Since 4 am today, I have been awake. Running all of my personal calamities and to-do’s in my head. It was not that I meant to just wake up from my covetous sleep and decide to start worrying. It (worry) just turned on. So, thankfully, I am getting older and more mature (subjectively) to notice that NUMBER #1- It is the New Moon and Number #2, things are just hard, for everybody from time to time.
So, I started praying the Lord’s Prayer. By the time I got to “give us this day our daily bread”, my “self” eased just a bit and I noticed it eased, so I kept going. I repeated it at least six times and then when the hellish alarm finally did go off, I decided to write FIRST today. My eyes are still crusty and my hot coffee is still hot and untouched, but I must do this.
In between praying for Peace in the Lord’s Prayer, I had a reminder pop in of the scene in Sweet Home Alabama, The Movie with Reece Witherspoon. It was the scene at the alter when Melanie Smooter wanted so much to marry that hot doggy Senator’s son, but she just could not do it.
Melanie’s heart was frozen in fear knowing she had not yet let Jake go and she could not say the “I Do’s” to this lovely man. But the crux of the scene was when the Senator’s son says ” So this is what it feels like?”
What he meant was that in his patience and self control, he realized that heartbreak was so intense, that he just had to regain his composure, understand his emotion shock and loss, and just humbly and GRACEFULLY, accept it. AND HE DID NOT JUDGE MELANIE. Not even for one moment. (However, the Senator decided she was going to fly off the handle and start calling them all names and she said to Mel’s mama, to “Go back to your double wide and fry something why don’t you?” (quote is close I think….). That did it! Melanie just hauled off and punched that b-au-tch right in the mouth. Amen.
So, why in the middle of my desperate plea to God to help me stop with this anxiety and see this in my mind? Because, I know what the handsome fella meant when he said, “So this is what this feels like?”
Pain. Fear. Anxiety. Running your ghostly conversation in your head which you created, to say “you did not do enough” or running your minds’ fat mouth, recalling all your spousal fighting over and over, knowing you are both a victim and a villain in the choices of life you made.

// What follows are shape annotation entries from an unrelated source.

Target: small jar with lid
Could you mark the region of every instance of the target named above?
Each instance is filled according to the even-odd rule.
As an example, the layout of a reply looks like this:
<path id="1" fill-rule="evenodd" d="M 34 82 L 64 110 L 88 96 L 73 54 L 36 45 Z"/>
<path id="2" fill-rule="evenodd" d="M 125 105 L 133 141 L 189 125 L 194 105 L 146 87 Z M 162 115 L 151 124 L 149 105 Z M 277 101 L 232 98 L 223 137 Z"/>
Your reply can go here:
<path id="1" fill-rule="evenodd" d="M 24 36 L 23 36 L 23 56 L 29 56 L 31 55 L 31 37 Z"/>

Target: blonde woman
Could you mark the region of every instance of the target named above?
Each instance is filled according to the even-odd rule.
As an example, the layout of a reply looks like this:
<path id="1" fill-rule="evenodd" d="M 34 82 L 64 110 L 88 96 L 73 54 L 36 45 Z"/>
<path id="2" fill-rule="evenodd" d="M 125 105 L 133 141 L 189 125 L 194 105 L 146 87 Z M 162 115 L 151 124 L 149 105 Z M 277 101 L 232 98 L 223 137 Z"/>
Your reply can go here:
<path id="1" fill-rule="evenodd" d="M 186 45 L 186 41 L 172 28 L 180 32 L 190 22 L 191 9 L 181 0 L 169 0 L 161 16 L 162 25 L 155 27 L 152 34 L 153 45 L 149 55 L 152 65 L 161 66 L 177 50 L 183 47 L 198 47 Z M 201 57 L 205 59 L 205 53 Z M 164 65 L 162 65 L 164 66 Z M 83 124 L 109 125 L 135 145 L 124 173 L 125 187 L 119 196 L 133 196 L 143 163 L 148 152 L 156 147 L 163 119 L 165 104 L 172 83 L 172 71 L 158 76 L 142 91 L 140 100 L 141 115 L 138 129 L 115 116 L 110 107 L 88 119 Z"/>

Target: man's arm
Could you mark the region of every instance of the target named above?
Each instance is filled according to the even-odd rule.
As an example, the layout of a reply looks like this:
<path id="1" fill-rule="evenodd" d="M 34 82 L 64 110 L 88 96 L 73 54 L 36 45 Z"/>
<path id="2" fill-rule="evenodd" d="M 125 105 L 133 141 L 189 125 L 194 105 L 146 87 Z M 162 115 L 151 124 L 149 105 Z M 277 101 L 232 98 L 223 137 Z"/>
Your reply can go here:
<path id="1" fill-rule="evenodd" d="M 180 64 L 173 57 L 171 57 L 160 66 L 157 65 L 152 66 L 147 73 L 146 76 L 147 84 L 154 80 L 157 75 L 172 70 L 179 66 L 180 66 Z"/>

But with all due respect, holding your head up and gracefully taking the punch in the mouth of life can be quite enlightening.
If anyone thinkith that someone can portray themselves ignorant to the fact that suffering is inevitable and how we react to it is decidable.
AND NO, I am not always so upbeat and outgoing as the world may see behind my closed doors. It takes ALOT of Maybelline and Covergirl to hide the swelling from crying all night. But I assure you there will be few if any times, people will see me break. Only a few and those are the ones I hold closest to my soul with a soul contract.
But what I AM, AM, is Resilient. I am brilliant in God and with God. I am loving and caring of mankind even when I act like the Senator or Mel when she jacked up her jaw! So, Satan, step off! Self- Destruction, back up your beeping’ bus and get off my cloud. I rebuke and refuse to allow my worry and fear of losing things, destroy my ultimate honor. I release the lies of which I told myself that I could have done more or that I should have not made this or that choice.
Sometimes, in the blink of an eye, we make a quick change in action. Melanie did it. She knew she had to follow her heart. It hurt her be-wedded terribly but it gave her her true identity back. And THEN, not only did Melanie, excel in being herself, her business grew, Jake’s Glass Blowing Business became world known and they lived, Happily Ever After.